Hay. I know to keep stored hay dry, but what about hay I've put in a rack to feed? Does it (the rack) have to be under the shed, or is out in the open OK? Do goats insist on dry hay?
I've kinda got the hang of milking...or do I? I've been told I should (eventually) milk a goat in 3-5 minutes by hand...not even close so far. Looks like each squirt will maybe fill a thimble. A half gallon per goat, morning and evening, so far is looking like an all day job. When am I supposed to make and sell the cheese?
Speaking of cheese, I got "Cheesemaking Made Easy" and boy is that book misnamed. She may know how to make cheese, but the author doesn't know squat about passing that information along via the written word. Any other good, understandable books on farmstead cheesemaking?

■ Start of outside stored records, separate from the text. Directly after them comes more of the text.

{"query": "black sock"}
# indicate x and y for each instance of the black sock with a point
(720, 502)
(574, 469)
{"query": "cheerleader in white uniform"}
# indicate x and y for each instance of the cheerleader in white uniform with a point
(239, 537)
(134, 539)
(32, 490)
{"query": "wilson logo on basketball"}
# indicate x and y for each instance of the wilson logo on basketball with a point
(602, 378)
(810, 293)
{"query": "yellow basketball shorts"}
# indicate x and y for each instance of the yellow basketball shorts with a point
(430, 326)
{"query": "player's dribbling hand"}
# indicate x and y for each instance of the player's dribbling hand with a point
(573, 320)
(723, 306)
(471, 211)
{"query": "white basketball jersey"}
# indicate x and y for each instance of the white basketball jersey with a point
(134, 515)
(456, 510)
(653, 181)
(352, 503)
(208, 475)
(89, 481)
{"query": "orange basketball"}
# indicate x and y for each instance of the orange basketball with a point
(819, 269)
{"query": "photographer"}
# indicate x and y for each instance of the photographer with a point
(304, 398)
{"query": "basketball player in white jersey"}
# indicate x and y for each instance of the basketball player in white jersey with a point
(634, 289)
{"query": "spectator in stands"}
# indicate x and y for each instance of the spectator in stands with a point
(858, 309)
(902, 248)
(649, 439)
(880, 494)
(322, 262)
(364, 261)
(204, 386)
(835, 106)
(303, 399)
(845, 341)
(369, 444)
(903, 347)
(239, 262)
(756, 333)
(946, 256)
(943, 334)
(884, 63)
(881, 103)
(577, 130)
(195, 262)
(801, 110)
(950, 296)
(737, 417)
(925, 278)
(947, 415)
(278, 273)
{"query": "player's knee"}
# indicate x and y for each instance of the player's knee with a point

More stupid questions later...gotta go milk another goat...
Generally if hay gets sopping wet they don't like it and you might have alot of waste.
If you use round bales with a ring, tarp the top of the ring.
We use square bales so I put out enough hay for one or two days at a time...and if I know it's gonna rain then I just put out enough that they will clean it up pretty soon.
I've been milking for several years now and I don't always milk one out in 3 to 5 minutes. How fast you milk is going to depend on manual dexterity, teat size, orifice size, cooperation of the goat and amount she milks.
You should be getting a nice good stream of milk with each squeeze (don't pull)...let the teat fill with milk then squeeze it out...there's a definate rythym to it.
You might look into one of the email groups on yahoo...just do a search on cheese making.
You'll get the hang of it eventually. As I said before, as a kid, I only got a pint per milking, or a quart per day. Didn't take long.
As a 12 year old kid I could strip a gallon from a cow in 3 to 5 minutes, and direct a stream into your mouth at 15 feet, so I'm sure you will improve as time goes on.